Function: uri-ref uri parts

Extract specific part(s) from the given URI. You can fully decompose URI by the procedures described below, but in actual applications, you often need only some of the parts. This procedure comes handy for it.

The parts argument may be a symbol, or a list of symbols, to name the desired parts. The recognized symbos are as follows.

scheme

The scheme part, as string..

authority

The authority part, as string. If URI doesn’t have the part, #f.

userinfo

The userinfo part, as string. If URI doesn’t have the part, #f.

host

The host part, as string. If URI doesn’t have the part, #f.

port

The port part, as integer. If URI doesn’t have the part, #f.

path

The path part, as string. If URI isn’t hierarchical, this returns the specific part.

query

The query part, as string. If URI doesn’t have the part, #f.

fragment

The fragment part, as string. If URI doesn’t have the part, #f.

scheme+authority

The scheme and authority part.

host+port

The host and port part.

userinfo+host+port

The userinfo, host and port part.

path+query

The path and query part.

path+query+fragment

The path, query and fragment part.

(define uri "http://foo:bar@example.com:8080/search?q=word#results")

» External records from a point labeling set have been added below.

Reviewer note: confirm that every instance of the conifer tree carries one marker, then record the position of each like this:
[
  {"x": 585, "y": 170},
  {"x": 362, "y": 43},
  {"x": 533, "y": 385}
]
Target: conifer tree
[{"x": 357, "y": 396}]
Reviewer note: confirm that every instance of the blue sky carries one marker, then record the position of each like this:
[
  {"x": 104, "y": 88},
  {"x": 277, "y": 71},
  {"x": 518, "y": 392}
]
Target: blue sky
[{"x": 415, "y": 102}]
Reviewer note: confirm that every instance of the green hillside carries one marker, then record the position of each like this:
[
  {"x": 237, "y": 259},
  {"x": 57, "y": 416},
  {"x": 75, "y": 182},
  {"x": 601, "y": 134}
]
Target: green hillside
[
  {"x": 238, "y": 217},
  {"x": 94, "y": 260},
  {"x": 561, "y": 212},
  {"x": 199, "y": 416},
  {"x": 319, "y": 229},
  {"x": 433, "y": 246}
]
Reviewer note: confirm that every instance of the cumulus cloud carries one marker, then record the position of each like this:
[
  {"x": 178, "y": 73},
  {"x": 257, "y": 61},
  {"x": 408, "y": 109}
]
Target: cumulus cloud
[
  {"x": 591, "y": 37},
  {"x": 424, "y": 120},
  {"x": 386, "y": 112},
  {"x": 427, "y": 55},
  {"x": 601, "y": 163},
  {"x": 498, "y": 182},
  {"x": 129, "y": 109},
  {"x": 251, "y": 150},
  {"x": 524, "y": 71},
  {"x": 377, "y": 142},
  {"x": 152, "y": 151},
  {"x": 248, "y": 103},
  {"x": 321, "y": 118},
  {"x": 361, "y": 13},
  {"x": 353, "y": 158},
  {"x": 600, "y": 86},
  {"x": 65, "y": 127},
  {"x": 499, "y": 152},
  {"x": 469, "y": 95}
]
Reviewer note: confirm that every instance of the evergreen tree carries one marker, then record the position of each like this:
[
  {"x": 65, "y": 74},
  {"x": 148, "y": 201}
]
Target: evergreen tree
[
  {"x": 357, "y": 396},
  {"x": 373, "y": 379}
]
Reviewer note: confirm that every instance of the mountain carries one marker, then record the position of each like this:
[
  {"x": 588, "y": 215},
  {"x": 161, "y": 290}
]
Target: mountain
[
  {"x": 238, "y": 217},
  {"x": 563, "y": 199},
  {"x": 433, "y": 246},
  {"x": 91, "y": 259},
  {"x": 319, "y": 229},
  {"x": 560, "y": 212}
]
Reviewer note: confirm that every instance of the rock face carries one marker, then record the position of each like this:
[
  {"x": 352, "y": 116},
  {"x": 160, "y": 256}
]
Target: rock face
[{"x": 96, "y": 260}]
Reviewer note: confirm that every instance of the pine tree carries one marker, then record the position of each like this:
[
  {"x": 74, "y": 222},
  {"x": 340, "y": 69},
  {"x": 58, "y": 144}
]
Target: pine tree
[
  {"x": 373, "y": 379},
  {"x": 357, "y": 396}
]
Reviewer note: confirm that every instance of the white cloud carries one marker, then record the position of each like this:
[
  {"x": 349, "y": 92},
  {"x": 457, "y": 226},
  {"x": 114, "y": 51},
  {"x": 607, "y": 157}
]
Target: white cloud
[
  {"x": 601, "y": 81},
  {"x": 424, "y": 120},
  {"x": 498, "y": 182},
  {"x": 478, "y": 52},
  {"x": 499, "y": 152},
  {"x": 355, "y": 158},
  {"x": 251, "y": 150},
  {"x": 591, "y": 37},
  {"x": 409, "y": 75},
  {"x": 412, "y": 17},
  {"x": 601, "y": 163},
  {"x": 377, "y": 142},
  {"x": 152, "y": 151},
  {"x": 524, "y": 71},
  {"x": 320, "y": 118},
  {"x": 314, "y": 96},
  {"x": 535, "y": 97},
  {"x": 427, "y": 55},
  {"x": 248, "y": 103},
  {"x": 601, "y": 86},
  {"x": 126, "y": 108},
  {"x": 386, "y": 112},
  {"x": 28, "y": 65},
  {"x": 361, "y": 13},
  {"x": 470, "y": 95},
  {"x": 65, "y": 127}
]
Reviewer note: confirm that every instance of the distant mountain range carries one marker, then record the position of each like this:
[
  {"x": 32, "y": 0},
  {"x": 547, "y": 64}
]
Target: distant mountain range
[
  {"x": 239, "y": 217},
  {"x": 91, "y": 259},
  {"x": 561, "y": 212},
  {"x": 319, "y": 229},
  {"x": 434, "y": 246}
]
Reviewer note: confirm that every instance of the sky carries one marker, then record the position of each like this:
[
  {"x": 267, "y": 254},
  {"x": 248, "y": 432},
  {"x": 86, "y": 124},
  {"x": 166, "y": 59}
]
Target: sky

(uri-ref uri 'scheme)             ⇒ "http"
(uri-ref uri 'authority)          ⇒ "//foo:bar@example.com:8080/"
(uri-ref uri 'userinfo)           ⇒ "foo:bar"
(uri-ref uri 'host)               ⇒ "example.com"
(uri-ref uri 'port)               ⇒ 8080
(uri-ref uri 'path)               ⇒ "/search"
(uri-ref uri 'query)              ⇒ "q=word"
(uri-ref uri 'fragment)           ⇒ "results"
(uri-ref uri 'scheme+authority)   ⇒ "http://foo:bar@example.com:8080/"
(uri-ref uri 'host+port)          ⇒ "example.com:8080"
(uri-ref uri 'userinfo+host+port) ⇒ "foo:bar@example.com:8080"
(uri-ref uri 'path+query)         ⇒ "/search?q=word"
(uri-ref uri 'path+query+fragment)⇒ "/search?q=word#results"

You can extract multiple parts at once by specifying a list of parts. A list of parts is returned.

(uri-ref uri '(host+port path+query))
  ⇒ ("example.com:8080" "/search?q=word")
Function: uri-parse uri
Function: uri-scheme&specific uri
Function: uri-decompose-hierarchical specific
Function: uri-decompose-authority authority

General parser of URI. These functions does not decode URI encoding, since the parts to be decoded differ among the uri schemes. After parsing uri, use uri-decode below to decode them.

uri-parse is the most handy procedure. It breaks the uri into the following parts and returns them as multiple values. If the uri doesn’t have the corresponding parts, #f are returned for the parts.

The following procedures are finer grained and break up uris with different stages.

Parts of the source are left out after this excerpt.